Just like his character, Gerry, then; a divorced father who doesn’t know when enough is enough. Upon befriending the free-spirited Curtis (Reynolds), Gerry takes him on a road trip to a high-stakes poker game in Louisiana, convinced he’s his good-luck charm. The film is as much a heart-warming road movie as it is a searing addiction drama and one that would slot seamlessly into a Seventies movie triple bill.
Mendelsohn himself is in no need of good luck charms – even he can’t believe his rise from bit-parter to Reynolds’ co-lead.

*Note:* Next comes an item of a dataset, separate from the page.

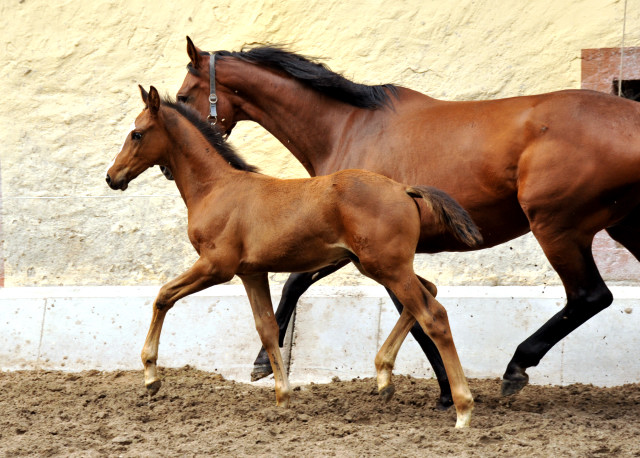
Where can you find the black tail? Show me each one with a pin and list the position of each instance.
(449, 214)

“You do feel like Gerry when you’re around Ryan,” he says, looking up in mock awe. “Being around him you’re like, ‘You’re really my buddy, right mate? You promise?’”
It was David Michôd’s 2010 Australian film Animal Kingdom that was the turning point for Mendelsohn. In the Oscar-nominated drama, he led a cast comprised of fellow natives Joel Edgerton and Guy Pearce playing the volatile bank robber Pope. Recalling a more intense character from that year is nigh-on impossible. More scene-stealing roles followed: a reformed bank robber in The Place Beyond the Pines, a junkie in Killing Them Softly and a violent prisoner in Starred Up. He’s even bagged an Emmy nomination for Netflix’s Bloodline, playing the black sheep of an influential family headed up by Sissy Spacek’s matriarch. Mendelsohn, it’s safe to say, plays characters whose presence unnerves you, but laces them with an emotion rarely conveyed in roles of that kind.
His career is set to go stratospheric in 2016 when he journeys to a galaxy far, far away in Rogue One, the first of three planned Star Wars spin-offs. The film will act as a prequel to original movie Episode IV, explaining the backstory of how a team of rebels stole the plans for the Death Star. He’s not giving much away – “I’m not doing a huge bit on it. That’s all I can tell you” – but he must be aware that it signals his arrival as a go-to Hollywood actor?
“Mississippi Grind’s a good analogy for acting. When you pick a film, you want to be on a horse that’s going to run well; it doesn’t have to win, but you want a place.”
But Gerry, I remind him, wins just as big as he loses. “Look, I’ve been doing this a lot of years and I’m aware I’m in a good time. I feel lucky. I like to think that, in my own way, I’m just having my good Gerry period.”